Existem algumas constantes nos exames discursivos propostos pela UERJ e, agora, vamos dar uma olhada numa das campeãs de recorrência: as figuras de linguagem! Alguns alunos procedem da seguinte forma: a fim de memorizar a lista das principais figuras, extenuam-se na resolução de exercícios, o que até certo ponto é interessante, mas isoladamente não surte muito efeito, visto que sempre acaba dando branco quando se trata de lembrar os menos comuns. Para você não ficar apenas acertando as metáforas e as hipérboles da vida, deixaremos aqui uma dica de como proceder para um melhor recordar das informações, na hora do exame. Isso se chama técnica mnemônica e é uma mão na roda.

Primeiro, escolhamos as dez figuras de linguagem mais visadas nos exames: metáfora, metonímia, antítese, paradoxo, hipérbole, personificação, eufemismo, elipse, sinestesia e pleonasmo. Tendo esta salada nas mãos, agora, vamos à técnica propriamente dita. Nada mais é do que colocar a emoção a serviço da razão. Para que sua mente tenha um registro vivo de suas ideias, é sempre bom que você as torne verdadeiros carros-alegóricos dentro da sua cabeça, e um dos maiores contribuintes para o estardalhaço memorial é o humor. Então, faça uma lista com estes nomes e disponha ao lado deles uma frase que os ilustre da forma mais “traumática” possível.  E o melhor, não se pode copiar de ninguém, já que cada frase tem tudo a ver com a cabeça de quem vai pensar. É claro que se o teu amigo criou a melhor frase do mundo, não se acanhe em furtá-la.

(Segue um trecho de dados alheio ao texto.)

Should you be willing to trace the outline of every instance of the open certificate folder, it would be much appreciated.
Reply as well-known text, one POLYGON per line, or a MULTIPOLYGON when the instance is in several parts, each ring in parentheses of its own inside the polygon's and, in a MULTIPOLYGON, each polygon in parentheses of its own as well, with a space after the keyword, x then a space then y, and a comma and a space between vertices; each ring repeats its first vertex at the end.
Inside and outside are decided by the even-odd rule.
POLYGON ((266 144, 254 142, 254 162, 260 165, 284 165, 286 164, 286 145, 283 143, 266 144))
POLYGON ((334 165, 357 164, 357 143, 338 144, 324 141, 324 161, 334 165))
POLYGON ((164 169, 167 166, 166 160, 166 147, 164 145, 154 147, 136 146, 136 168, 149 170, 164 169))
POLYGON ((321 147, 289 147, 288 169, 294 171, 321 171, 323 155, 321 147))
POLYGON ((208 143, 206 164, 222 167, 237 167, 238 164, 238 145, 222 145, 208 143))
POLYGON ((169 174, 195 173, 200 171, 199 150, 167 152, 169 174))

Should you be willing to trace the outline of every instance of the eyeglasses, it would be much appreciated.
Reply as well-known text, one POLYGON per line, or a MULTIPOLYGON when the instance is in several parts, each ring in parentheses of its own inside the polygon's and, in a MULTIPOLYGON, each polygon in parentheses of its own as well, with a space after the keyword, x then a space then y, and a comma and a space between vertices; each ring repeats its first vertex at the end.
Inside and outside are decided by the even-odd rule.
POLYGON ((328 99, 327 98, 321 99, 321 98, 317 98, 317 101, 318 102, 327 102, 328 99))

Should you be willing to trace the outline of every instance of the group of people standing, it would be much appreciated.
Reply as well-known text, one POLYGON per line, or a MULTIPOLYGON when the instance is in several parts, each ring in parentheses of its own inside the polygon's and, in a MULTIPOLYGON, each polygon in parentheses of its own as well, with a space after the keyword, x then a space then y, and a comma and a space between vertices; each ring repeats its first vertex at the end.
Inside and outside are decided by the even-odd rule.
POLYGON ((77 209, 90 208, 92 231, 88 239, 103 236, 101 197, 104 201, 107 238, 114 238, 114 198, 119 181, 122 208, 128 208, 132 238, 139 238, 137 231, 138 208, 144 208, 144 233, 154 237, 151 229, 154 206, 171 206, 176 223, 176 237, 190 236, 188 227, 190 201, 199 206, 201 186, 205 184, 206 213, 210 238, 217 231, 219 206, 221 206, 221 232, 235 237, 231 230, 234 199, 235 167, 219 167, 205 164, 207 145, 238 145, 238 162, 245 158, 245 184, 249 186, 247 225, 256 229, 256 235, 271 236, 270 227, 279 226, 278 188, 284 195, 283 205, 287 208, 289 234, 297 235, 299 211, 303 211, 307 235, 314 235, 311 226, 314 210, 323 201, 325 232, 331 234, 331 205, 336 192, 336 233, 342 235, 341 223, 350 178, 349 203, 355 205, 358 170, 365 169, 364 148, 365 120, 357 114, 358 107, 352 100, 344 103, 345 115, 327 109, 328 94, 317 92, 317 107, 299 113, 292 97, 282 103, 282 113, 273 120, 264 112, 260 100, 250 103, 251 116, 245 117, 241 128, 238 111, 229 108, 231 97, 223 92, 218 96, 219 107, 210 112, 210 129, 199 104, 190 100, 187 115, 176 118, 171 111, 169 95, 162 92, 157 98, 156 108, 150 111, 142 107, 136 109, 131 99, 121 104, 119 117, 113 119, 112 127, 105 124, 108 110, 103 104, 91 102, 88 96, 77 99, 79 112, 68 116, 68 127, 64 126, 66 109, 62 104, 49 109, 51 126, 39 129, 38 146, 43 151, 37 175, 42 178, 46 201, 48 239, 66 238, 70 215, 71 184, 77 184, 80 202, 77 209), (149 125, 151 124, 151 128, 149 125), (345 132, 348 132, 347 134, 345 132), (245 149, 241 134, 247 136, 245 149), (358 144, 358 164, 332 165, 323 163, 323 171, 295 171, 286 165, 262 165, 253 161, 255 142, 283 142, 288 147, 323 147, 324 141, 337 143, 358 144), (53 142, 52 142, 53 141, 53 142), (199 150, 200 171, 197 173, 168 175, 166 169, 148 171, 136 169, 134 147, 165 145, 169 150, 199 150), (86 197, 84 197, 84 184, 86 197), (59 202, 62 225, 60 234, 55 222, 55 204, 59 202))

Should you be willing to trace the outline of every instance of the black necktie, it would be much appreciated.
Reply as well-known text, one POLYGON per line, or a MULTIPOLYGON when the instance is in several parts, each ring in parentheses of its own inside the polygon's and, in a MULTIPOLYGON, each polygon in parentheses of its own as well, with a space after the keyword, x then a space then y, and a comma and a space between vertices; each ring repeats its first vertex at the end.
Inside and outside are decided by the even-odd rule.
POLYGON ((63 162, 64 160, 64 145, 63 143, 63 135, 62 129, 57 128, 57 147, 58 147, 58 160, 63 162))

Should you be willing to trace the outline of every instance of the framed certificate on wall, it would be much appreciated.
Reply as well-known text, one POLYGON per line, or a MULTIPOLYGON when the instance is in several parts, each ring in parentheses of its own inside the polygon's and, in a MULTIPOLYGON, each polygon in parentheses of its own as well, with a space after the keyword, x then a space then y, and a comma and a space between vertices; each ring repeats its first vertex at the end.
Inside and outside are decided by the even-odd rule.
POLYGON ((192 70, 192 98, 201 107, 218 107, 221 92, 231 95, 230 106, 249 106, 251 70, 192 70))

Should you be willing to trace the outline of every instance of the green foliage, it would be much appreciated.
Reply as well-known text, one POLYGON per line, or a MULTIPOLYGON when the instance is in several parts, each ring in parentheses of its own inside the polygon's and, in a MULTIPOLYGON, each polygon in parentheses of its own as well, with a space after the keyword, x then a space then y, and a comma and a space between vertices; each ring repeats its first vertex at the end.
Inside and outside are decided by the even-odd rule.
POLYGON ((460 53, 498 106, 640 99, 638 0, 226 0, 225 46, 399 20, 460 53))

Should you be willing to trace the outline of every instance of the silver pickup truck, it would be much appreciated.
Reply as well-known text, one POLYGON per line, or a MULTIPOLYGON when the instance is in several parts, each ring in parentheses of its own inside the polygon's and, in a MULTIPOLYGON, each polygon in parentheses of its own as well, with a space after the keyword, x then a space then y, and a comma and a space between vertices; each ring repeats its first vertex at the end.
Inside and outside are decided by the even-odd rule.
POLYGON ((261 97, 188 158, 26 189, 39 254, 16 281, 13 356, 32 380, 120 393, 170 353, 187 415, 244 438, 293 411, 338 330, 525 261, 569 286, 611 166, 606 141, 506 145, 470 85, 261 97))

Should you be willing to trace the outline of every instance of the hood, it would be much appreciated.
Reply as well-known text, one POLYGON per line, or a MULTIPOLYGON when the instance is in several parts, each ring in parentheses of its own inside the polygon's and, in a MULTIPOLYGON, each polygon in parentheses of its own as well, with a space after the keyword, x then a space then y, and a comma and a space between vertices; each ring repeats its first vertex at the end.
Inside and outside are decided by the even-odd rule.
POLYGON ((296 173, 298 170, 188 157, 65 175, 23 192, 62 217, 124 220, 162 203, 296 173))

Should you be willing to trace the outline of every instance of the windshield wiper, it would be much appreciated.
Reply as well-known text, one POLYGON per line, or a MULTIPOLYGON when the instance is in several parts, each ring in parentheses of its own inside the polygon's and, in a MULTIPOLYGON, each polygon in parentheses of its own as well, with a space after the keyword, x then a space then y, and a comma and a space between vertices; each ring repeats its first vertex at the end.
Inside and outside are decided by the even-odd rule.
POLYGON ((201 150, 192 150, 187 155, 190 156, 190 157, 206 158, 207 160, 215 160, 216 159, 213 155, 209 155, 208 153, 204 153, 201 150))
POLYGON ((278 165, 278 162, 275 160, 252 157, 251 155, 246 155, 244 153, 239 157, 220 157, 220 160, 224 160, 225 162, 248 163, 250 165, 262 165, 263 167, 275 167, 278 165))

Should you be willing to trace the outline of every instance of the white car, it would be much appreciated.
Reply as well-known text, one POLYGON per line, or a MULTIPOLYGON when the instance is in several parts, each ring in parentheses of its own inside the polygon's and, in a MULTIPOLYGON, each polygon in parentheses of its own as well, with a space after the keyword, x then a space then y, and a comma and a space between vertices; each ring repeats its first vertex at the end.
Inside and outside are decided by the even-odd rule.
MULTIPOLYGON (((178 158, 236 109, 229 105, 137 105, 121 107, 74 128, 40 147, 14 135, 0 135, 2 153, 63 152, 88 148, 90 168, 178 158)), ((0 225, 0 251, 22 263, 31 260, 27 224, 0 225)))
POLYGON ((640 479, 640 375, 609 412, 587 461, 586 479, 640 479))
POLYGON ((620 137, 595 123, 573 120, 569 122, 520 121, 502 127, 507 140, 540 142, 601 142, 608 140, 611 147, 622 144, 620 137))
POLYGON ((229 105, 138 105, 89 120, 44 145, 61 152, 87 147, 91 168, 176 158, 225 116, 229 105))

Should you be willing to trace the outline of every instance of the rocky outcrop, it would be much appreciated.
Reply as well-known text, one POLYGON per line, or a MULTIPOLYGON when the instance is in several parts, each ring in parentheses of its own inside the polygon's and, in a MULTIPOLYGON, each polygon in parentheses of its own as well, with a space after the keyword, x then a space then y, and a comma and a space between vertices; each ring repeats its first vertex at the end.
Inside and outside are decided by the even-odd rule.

A técnica também pode ser aplicada para te ajudar a memorizar aquelas orações subordinadas adverbiais safadíssimas, que fazem da vida um pesadelo, ano após ano. Como recordar que são elas: condicional, causal, conformativa, comparativa, temporal, concessiva, final, consecutiva e proporcional? Eu guardei por conta da musicalidade em um processo roubado de um primo, em que ele cantava “conca-concon-tem-confi-comprô”. Assim, recordo-me sempre de quantas são e quais as iniciais de cada uma das adverbiais. Você poderia criar um texto esdrúxulo contendo as nove palavras, algo como, “O tempo é a causa e a condição, onde fazemos concessões com a finalidade de proporcionar conformidade como consequência a toda comparação”. O importante é que seja significativo para você, não importa o quão idiota possa parecer para qualquer um.

Outra técnica que você pode explorar é a do questionamento. Elabore uma série de questões básicas que possam te guiar desde o princípio. É simples. Se você está diante de uma questão em que precisa reconhecer e classificar uma oração, por exemplo, deve iniciar seu questionamento com a simples pergunta: o que é uma oração? Estas questões, se respondidas durante o estudo, fornecerão a chave para a recuperação da resposta pela memória, durante a prova. “Oração é uma frase que tem um verbo e sentido completo”. Quantos tipos de oração? Quais são os nomes? Qual é a relação dos nomes com as orações? Roteirize as perguntas, responda-as todas após a leitura e a resolução dos exercícios, como um mapa para sua recuperação mnemônica durante o exame. Portanto, não deve ser um rascunho, mas um projeto final. Boa sorte!